The paper reports that StyleRemix significantly outperforms existing models, with drop rates indicating a higher success in obfuscation. Notably, StyleRemix achieves better performance even when compared to models with vastly larger parameter sizes such as Llama-3-Instruct 70B. The results are consistent across multiple domains, showing the robustness and versatility of the method.

Human Evaluation

Human evaluation corroborates these findings, showing that StyleRemix provides superior obfuscation without compromising grammar or fluency. Interestingly, StyleRemix's modular approach also offers additional interpretability, with evaluators noting noticeable changes in specific stylistic features, thus vindicating the choice of LoRA-augmented style dimensions.

Implications and Future Research

The practical implications of StyleRemix are profound, particularly in contexts requiring secure anonymization such as anonymous peer reviews and sensitive communications. The robustness of the methodology across a diverse array of domains further amplifies its applicability.

Theoretically, StyleRemix opens pathways for exploring modular, interpretable obfuscation methods within NLP, presenting a compelling case for the integration of LoRA modules with traditional LLMs. Future research could investigate extending the style axes beyond the current selection and enhancing the automatic selection procedures for better personalization.

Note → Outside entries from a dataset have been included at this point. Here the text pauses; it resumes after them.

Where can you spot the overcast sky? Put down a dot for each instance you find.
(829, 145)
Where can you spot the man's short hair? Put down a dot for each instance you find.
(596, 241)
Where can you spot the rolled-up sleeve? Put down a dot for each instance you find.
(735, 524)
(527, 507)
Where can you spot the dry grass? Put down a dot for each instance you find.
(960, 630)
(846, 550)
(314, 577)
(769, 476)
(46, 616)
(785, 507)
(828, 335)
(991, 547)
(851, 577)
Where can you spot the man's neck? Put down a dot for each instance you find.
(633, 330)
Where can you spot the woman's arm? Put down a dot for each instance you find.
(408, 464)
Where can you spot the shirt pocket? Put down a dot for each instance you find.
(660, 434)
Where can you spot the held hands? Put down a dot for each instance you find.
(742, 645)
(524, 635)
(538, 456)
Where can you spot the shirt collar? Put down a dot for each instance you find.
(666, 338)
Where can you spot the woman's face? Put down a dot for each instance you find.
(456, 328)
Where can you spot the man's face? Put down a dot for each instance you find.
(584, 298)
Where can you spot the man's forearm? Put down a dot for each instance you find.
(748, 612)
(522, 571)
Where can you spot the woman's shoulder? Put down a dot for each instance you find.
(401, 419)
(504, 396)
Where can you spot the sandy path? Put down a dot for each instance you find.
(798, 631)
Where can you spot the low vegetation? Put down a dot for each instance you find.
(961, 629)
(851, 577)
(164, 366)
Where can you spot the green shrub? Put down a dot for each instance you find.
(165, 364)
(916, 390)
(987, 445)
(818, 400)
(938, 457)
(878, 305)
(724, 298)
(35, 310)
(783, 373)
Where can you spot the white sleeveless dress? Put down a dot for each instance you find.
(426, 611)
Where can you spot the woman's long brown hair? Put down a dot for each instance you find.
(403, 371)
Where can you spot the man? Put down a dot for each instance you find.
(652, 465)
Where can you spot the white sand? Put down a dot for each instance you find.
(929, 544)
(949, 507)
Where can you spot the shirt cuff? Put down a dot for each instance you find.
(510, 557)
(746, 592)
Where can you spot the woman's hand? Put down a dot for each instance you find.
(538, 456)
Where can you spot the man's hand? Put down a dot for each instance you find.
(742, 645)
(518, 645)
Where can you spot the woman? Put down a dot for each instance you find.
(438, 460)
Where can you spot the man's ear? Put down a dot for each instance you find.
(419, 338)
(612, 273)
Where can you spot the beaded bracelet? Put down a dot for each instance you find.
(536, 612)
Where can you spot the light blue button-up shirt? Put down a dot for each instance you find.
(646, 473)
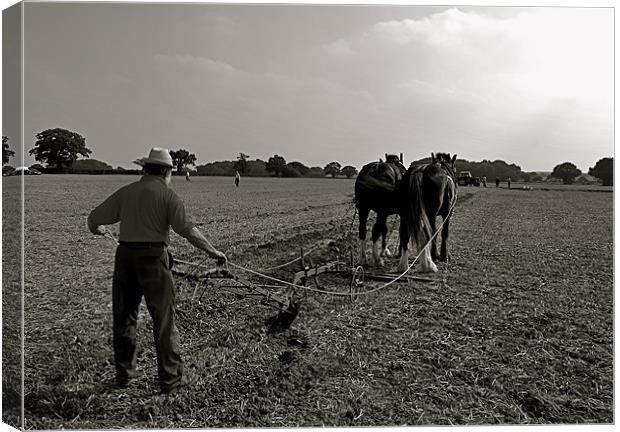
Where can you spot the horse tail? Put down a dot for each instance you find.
(415, 216)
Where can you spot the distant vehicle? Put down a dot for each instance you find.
(24, 171)
(466, 179)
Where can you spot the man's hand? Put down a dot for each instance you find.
(100, 230)
(221, 259)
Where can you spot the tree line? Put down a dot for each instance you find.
(59, 149)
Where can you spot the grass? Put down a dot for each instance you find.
(516, 329)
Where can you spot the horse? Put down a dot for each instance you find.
(376, 189)
(427, 191)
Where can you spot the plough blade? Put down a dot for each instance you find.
(288, 309)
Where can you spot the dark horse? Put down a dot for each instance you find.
(427, 191)
(376, 188)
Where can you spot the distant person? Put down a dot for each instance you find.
(146, 210)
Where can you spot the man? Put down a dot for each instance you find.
(146, 210)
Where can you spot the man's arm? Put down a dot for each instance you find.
(196, 238)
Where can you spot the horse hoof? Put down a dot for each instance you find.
(431, 268)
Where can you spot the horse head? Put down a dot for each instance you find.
(446, 162)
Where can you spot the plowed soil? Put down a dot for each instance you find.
(516, 329)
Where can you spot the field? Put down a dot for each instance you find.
(516, 329)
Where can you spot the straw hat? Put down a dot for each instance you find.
(157, 156)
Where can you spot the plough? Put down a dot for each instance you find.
(288, 309)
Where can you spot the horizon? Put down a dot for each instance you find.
(318, 83)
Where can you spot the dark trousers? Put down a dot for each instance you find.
(145, 271)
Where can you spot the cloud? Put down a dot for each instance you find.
(340, 48)
(194, 62)
(449, 28)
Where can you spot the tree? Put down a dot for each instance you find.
(604, 170)
(566, 171)
(276, 165)
(242, 163)
(6, 152)
(182, 157)
(59, 147)
(332, 169)
(299, 167)
(316, 172)
(349, 171)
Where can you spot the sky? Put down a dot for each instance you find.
(317, 83)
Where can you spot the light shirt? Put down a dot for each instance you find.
(146, 210)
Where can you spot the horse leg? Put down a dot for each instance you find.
(426, 263)
(384, 232)
(403, 262)
(363, 215)
(377, 230)
(433, 245)
(445, 256)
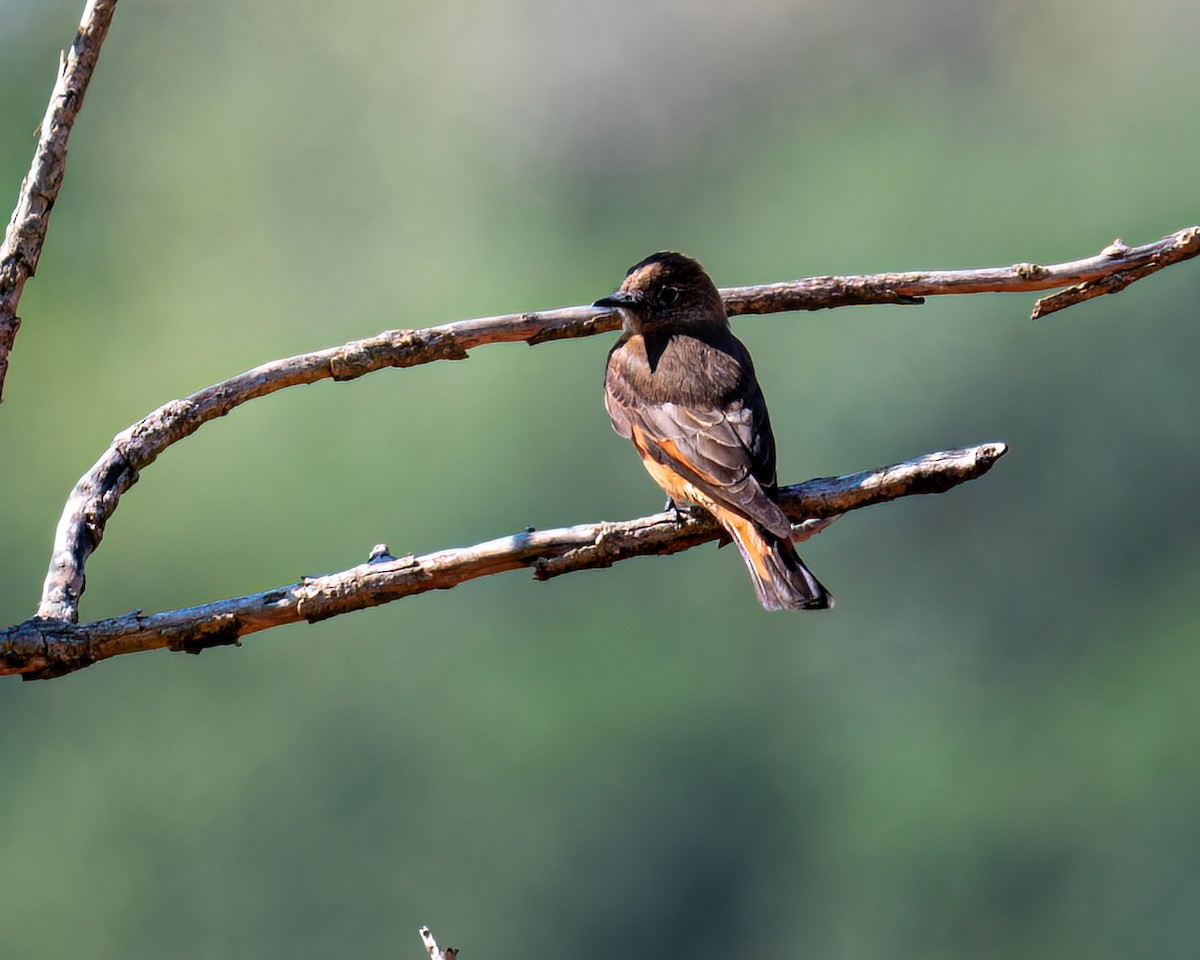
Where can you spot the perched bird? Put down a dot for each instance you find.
(682, 388)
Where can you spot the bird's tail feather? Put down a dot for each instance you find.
(779, 575)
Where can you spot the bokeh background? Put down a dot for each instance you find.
(988, 750)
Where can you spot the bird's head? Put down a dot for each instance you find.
(667, 291)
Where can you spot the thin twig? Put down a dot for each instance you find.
(97, 493)
(41, 648)
(27, 229)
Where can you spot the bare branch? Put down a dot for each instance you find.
(41, 648)
(1115, 261)
(27, 229)
(97, 493)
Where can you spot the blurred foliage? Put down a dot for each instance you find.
(987, 751)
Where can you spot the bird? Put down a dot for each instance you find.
(682, 388)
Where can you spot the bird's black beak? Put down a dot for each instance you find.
(618, 299)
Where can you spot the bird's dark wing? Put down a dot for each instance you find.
(726, 451)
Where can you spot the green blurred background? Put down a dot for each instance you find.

Furthermore, the methodology shows potential for multi-lingual adaptation, a direction that could significantly broaden the scope and impact of authorship obfuscation techniques globally.

Conclusion

StyleRemix advances the field of authorship obfuscation by combining interpretability with advanced style transfer mechanisms. Leveraging LoRA modules tuned for specific stylistic features, the method ensures both robustness and efficiency, outperforming larger models and existing state-of-the-art techniques. With comprehensive evaluations and a focus on balancing various quality metrics, StyleRemix stands out as a highly promising tool, potentially transformative in maintaining author anonymity across diverse application areas. The datasets and trained models released with this work provide valuable resources for further exploration and innovation in the domain of authorship obfuscation.